News from Carter lab
This study, “A genomic database furnishes minimal functional glycyl-tRNA synthetases homologous to other, designed class II urzymes”, now Online in Nucleic Acids Research journal with open access, was driven by Postdoctoral Researcher Sourav Kumar Patra, who joined in the lab of Prof. Charles W. Carter Jr. of Dept. of Biochemistry & Biophysics in July, 2022.
This was a collaborative effort between Charles W. Carter Jr., Peter R. Wills and Jordan Douglas. The study opens a new perspective from which we can now frame a substantially clearer set of questions about the origin of the genetic code. Each of the designed AARS urzymes, that Carter lab have characterized behaves remarkably consistently with the requirements for a redundant four-letter code. Unlike, previously studied urzymes which were all engineered for the purpose of testing the Rodin-Ohno hypothesis of bidirectional ancestry for Class I and II AARS were driven by hypothesis, but not by observations from natural sources like these GlyCA and GlyCA1-2.

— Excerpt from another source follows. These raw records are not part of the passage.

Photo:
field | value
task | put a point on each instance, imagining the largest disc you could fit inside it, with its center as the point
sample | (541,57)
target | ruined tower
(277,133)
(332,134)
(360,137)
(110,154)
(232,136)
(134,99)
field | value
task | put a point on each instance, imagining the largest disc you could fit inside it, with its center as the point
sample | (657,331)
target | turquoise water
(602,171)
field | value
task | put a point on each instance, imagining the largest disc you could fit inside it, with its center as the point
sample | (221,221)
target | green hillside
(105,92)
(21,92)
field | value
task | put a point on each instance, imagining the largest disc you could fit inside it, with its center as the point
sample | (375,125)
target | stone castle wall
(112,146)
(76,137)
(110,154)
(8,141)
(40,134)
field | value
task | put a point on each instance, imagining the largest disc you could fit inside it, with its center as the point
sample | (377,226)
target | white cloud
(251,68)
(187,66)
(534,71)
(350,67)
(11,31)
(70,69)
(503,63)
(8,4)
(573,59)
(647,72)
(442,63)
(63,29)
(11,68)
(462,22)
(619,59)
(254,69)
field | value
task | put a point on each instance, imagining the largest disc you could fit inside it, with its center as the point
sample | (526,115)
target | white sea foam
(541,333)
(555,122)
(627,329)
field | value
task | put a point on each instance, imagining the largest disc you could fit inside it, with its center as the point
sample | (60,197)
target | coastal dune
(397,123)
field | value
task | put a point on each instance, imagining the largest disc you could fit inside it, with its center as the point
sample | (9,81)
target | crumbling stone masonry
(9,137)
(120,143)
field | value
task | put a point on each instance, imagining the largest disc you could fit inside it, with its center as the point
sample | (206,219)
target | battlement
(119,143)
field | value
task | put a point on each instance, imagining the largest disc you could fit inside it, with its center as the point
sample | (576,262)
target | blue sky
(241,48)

Abstract: The hypothesis that conserved core catalytic sites could represent ancestral aminoacyl-tRNA synthetases (AARS) drove the design of functional TrpRS, LeuRS, and HisRS ‘urzymes’. We describe here new urzymes detected in the genomic record of the arctic fox, Vulpes lagopus. They are homologous to the α-subunit of bacterial heterotetrameric Class II glycyl-tRNA synthetase (GlyRS-B) enzymes. AlphaFold2 predicted that the N-terminal 81 amino acids would adopt a 3D structure nearly identical to our designed HisRS urzyme (HisCA1). We expressed and purified that N-terminal segment and the spliced open reading frame GlyCA1–2. Both exhibit robust single-turnover burst sizes and ATP consumption rates higher than those previously published for HisCA urzymes and comparable to those for LeuAC and TrpAC. GlyCA is more than twice as active in glycine activation by adenosine triphosphate as the full-length GlyRS-B α2 dimer. Michaelis–Menten rate constants for all three substrates reveal significant coupling between Exon2 and both substrates. GlyCA activation favours Class II amino acids that complement those favoured by HisCA and LeuAC. Structural features help explain these results. These minimalist GlyRS catalysts are thus homologous to previously described urzymes. Their properties reinforce the notion that urzymes may have the requisite catalytic activities to implement a reduced, ancestral genetic coding alphabet.
Publication Link: https://doi.org/10.1093/nar/gkae992
Carter lab previously designed the urzymes but this time we found it from natural source. Which Supports our AI driven study of Urzyme model throughout past many years.